A4 is used to keep the superior mesenteric axis in traction, while A1 and A3 are used for dissection. This use of the instruments can be changed as the dissection is performed. In this case we use the hook and the vessel sealer for the cauterization. Finally we cut the ileocolic vessels using clips and the vessel sealer.
A medial-to-lateral approach creates a mesenteric window, just inferior to the ileocolic vascular pedicle. The right retrocolic space between the mesocolon and the right prerenal fascia is the natural surgical plane, which extends laterally and cranially. The inferior part of the duodenum is the first exposed structure, followed by the uncinate process of pancreas. We place a gauze in the dissected space to facilitate later identification from the anterior side.
The transverse colon is mobilized up to the hepatic flexure along the prior plane of dissection, joining the right retrocolic plane.
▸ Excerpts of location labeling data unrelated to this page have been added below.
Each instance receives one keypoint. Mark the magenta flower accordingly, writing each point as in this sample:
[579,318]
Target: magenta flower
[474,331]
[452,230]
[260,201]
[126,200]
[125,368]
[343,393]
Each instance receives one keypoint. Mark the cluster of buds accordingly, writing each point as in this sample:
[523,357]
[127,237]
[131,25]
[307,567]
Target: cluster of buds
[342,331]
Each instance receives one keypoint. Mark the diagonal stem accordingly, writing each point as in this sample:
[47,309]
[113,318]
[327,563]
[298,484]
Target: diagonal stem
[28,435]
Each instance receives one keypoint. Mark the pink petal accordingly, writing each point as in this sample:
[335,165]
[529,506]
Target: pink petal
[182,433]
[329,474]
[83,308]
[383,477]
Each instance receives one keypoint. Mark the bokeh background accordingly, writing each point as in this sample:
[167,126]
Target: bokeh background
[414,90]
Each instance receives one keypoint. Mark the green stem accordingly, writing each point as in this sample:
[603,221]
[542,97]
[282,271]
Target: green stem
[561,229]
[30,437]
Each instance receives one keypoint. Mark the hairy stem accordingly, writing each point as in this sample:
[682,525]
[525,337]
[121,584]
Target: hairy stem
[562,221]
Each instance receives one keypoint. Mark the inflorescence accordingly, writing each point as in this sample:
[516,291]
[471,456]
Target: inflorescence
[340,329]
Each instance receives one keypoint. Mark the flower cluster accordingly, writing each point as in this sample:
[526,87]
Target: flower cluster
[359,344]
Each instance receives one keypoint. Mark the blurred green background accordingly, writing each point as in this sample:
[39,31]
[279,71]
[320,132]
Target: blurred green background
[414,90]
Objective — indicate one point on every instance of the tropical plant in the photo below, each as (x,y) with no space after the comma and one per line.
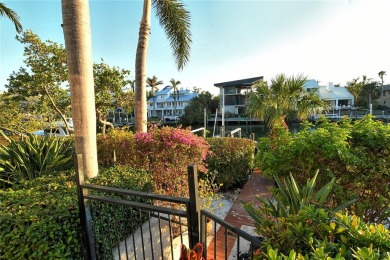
(176,93)
(176,21)
(381,74)
(5,11)
(284,99)
(290,199)
(153,83)
(355,152)
(77,34)
(33,156)
(298,224)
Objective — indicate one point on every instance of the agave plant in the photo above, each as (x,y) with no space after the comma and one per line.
(292,198)
(33,156)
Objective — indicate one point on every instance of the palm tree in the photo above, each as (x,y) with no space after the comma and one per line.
(284,99)
(5,11)
(175,92)
(77,34)
(176,21)
(153,83)
(381,74)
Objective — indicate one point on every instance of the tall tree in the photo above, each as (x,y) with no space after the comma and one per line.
(5,11)
(77,34)
(176,94)
(44,76)
(381,74)
(153,83)
(176,21)
(284,99)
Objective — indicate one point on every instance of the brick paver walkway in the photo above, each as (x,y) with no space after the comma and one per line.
(257,185)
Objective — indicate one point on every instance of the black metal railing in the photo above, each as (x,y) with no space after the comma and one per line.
(242,245)
(125,224)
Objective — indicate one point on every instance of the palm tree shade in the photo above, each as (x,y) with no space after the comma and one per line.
(5,11)
(285,98)
(153,83)
(175,20)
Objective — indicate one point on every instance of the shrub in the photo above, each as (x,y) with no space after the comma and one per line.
(169,151)
(299,224)
(355,153)
(39,219)
(232,159)
(33,156)
(120,141)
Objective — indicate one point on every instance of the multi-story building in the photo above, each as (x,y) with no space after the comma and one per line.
(163,102)
(233,94)
(385,97)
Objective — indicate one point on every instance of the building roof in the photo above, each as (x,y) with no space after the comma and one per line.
(335,93)
(240,82)
(183,98)
(164,91)
(311,83)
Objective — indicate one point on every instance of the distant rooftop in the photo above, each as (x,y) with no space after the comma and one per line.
(241,82)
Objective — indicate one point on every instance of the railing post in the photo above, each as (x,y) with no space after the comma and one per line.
(194,206)
(84,212)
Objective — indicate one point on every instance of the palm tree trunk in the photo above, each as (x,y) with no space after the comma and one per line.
(140,70)
(77,34)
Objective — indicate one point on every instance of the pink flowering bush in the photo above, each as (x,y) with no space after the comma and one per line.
(168,152)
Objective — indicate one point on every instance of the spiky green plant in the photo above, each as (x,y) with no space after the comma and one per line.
(291,199)
(33,156)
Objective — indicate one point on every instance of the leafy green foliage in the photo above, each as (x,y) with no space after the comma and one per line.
(232,159)
(298,225)
(39,218)
(33,156)
(284,98)
(355,153)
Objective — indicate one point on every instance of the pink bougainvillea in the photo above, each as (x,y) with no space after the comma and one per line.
(169,151)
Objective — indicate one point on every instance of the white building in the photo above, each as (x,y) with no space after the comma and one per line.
(338,97)
(163,103)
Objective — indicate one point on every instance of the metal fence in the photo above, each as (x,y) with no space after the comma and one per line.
(125,224)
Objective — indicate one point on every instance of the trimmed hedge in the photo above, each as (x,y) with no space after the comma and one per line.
(356,153)
(39,218)
(232,159)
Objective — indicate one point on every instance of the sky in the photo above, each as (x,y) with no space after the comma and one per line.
(326,40)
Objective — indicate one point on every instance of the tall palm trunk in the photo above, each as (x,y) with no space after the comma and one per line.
(140,70)
(77,34)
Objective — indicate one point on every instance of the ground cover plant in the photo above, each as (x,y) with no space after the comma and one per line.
(39,218)
(355,153)
(299,224)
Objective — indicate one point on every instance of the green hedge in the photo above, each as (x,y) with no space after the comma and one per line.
(356,153)
(39,218)
(232,159)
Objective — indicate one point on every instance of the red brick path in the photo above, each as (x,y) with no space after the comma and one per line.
(257,185)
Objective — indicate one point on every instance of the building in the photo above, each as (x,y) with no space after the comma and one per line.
(385,98)
(163,102)
(233,94)
(338,97)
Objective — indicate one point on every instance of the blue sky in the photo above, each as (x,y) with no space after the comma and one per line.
(330,41)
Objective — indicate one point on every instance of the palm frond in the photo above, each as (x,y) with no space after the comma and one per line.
(5,11)
(176,22)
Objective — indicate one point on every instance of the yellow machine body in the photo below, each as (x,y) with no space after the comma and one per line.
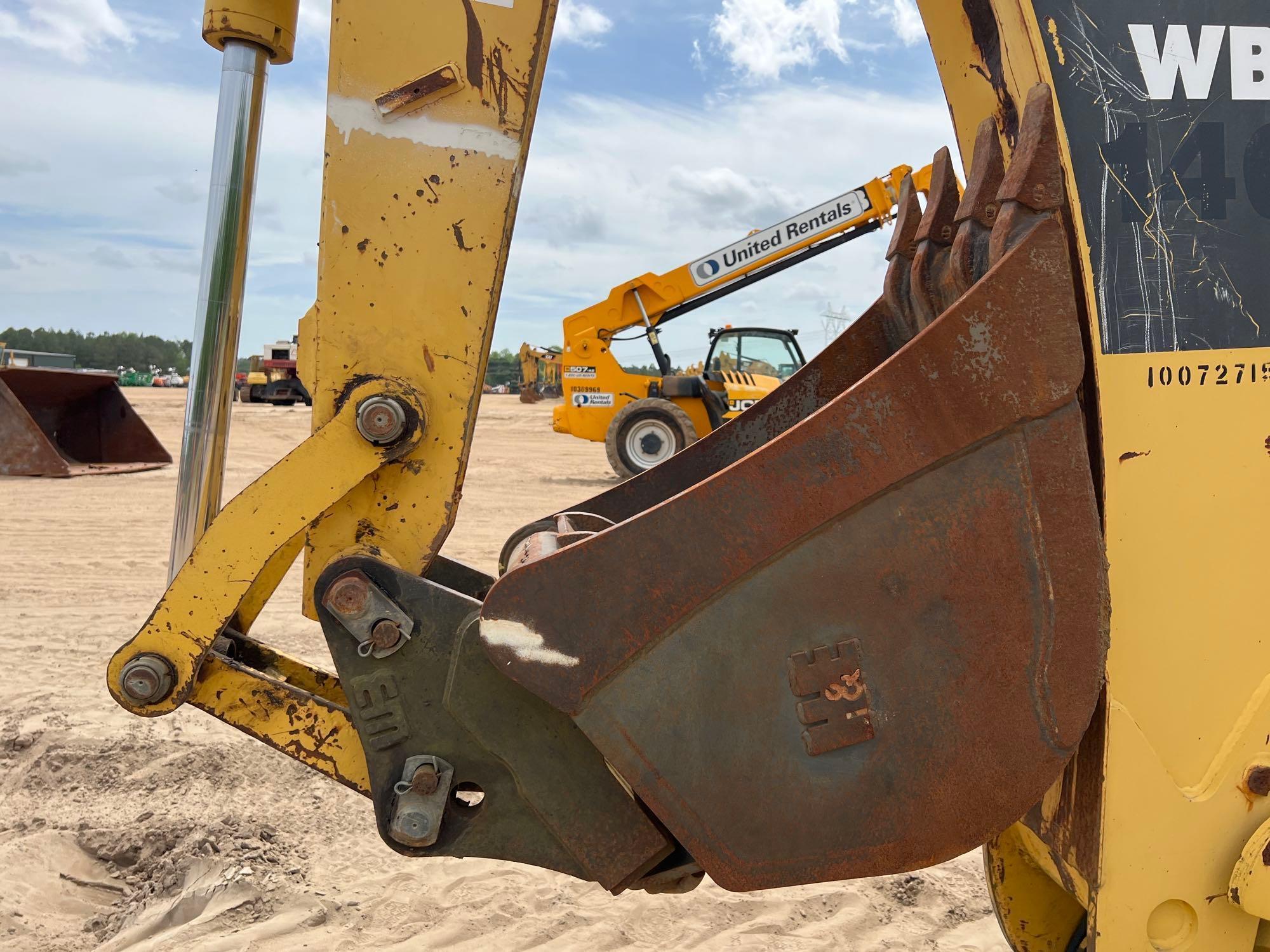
(598,389)
(1153,817)
(540,374)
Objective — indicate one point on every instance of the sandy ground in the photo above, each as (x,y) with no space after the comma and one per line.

In this case, the dissection is performed with the hook and the vessel sealer. The surgical assistant uses a clamp to pull the colon so as to be able to work in the hepatic angle with the robot.
We continue with the release of the ascending colon, alternating all the time between both power instruments, which gives plenty of independence for the surgeon to work without having to depend on the assistant. In addition, the vessel sealer can also be used as a clamp and retractor.
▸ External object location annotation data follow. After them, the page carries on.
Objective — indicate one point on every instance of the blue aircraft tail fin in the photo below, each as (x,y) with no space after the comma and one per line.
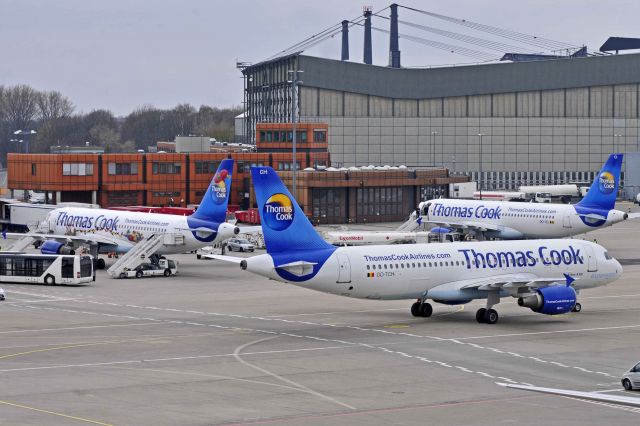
(284,224)
(213,207)
(604,189)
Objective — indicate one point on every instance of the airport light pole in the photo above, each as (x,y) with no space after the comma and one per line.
(480,135)
(615,138)
(294,107)
(433,148)
(26,134)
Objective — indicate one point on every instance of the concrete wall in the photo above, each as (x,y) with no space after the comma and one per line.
(509,144)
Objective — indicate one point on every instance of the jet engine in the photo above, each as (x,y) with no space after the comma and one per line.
(551,300)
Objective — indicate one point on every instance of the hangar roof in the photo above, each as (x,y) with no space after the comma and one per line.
(424,83)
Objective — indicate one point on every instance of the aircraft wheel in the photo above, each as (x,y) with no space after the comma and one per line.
(415,309)
(426,310)
(491,316)
(480,315)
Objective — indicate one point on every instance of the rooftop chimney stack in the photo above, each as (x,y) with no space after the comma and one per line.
(345,40)
(367,35)
(394,48)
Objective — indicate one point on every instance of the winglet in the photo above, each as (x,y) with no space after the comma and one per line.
(570,279)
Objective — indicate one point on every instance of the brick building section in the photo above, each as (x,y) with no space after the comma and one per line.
(179,179)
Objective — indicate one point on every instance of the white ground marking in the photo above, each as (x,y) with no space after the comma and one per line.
(453,340)
(298,386)
(352,344)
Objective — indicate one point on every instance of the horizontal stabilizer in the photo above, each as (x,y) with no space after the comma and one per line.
(592,396)
(592,216)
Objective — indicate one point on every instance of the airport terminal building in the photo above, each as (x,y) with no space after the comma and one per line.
(504,124)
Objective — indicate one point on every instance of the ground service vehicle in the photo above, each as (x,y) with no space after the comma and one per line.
(166,267)
(631,379)
(240,244)
(46,269)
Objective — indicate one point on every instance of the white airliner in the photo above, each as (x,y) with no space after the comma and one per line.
(543,275)
(118,231)
(509,220)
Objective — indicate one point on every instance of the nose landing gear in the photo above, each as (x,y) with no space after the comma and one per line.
(421,309)
(488,315)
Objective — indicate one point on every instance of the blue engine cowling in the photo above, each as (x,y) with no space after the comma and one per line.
(55,247)
(554,300)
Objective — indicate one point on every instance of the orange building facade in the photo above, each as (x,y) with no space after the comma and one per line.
(179,179)
(156,179)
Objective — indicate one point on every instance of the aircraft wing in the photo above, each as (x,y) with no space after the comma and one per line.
(230,259)
(592,396)
(249,229)
(202,231)
(83,238)
(515,284)
(511,281)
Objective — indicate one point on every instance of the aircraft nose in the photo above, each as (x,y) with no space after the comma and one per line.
(618,268)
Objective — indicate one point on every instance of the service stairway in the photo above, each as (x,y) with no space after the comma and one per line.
(412,224)
(142,251)
(21,244)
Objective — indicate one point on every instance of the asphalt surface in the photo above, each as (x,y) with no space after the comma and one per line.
(216,345)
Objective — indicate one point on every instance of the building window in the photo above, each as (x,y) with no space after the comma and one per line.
(244,167)
(77,169)
(122,168)
(378,202)
(206,167)
(166,168)
(319,136)
(327,204)
(287,166)
(166,194)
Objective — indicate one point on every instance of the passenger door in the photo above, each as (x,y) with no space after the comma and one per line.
(344,273)
(634,376)
(592,260)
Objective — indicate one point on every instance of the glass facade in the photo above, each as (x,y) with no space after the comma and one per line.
(380,202)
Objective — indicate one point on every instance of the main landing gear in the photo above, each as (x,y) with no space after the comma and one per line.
(421,308)
(488,315)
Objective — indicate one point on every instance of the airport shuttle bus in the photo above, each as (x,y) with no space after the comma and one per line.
(46,269)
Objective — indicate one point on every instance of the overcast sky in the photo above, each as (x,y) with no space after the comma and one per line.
(121,54)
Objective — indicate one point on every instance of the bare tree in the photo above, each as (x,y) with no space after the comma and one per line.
(182,117)
(2,104)
(53,105)
(20,104)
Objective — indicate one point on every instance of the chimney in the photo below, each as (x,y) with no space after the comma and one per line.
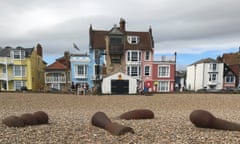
(39,49)
(122,24)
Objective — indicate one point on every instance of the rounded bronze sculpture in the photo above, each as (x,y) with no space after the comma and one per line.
(204,119)
(13,121)
(41,116)
(137,114)
(29,119)
(100,119)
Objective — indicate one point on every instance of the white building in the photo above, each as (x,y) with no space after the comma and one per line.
(205,74)
(119,83)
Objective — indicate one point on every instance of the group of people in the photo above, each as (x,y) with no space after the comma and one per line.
(79,89)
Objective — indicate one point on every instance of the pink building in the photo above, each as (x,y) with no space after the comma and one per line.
(163,75)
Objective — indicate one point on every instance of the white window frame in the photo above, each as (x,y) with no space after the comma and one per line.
(213,77)
(21,72)
(130,57)
(18,54)
(147,57)
(163,86)
(84,71)
(136,73)
(18,84)
(133,39)
(213,67)
(229,79)
(149,70)
(165,74)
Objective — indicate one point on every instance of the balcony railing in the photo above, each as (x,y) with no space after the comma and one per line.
(6,60)
(6,77)
(94,77)
(51,79)
(212,82)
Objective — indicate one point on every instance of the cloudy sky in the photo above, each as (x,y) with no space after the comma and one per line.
(193,29)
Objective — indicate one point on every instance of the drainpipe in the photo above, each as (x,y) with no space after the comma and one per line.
(6,73)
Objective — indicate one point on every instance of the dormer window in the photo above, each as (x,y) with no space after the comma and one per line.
(18,54)
(133,39)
The right colon is completely mobilized once the distal ileum has also been dissected.
Then we proceed to the meso section of the terminal ileum to section it. The exposure of the meso is carried out by the surgeon and the assistant, dissecting the meso to see the wall of the terminal ileum and choose the transection point.
Once the transection point has been chosen, we replace the vessel sealer with the endoscopic robotic stapler. We verify proper vascularization of the ileon with indocyanine green and section it.
We go on to perform the same process on the colon. We choose the transection point and dissect the colon at this level. Once dissected we use the endoscopic robotic stapler for its section and verify that the perfusion is correct by means of indocyanine green, thus completing the right colectomy. The surgical specimen is placed on top of the liver to be extracted later through a Pfannenstiel incision.
A functional side-to-side intracorporeal anastomosis between the ileum and the transverse colon is performed. Two enterotomies are made on each side and an endoscopic robotic stapler is introduced to create the anastomosis. The advantage of the robotic stapler is that it has great mobility and can also be used as a clamp. Its handling is easier to perform the anastomosis.
The anastomosis is checked once more with indocyanine green, revealing a perfectly irrigated anastomosis.
The enterotomies are closed with a vicryl suture. Intracorporeal anastomosis can be performed safely and effectively. The literature describes a faster recovery of bowel function associated with this technique, due to the reduction of visceral trauma caused by tissue-stretching, particularly at the level of the mesenteric pedicle. Other potential advantages include the possibility of performing a smaller abdominal incision for specimen extraction in more convenient sites (usually a Pfannenstiel incision), with better cosmetic results, decreased incisional hernia rates and less postoperative pain.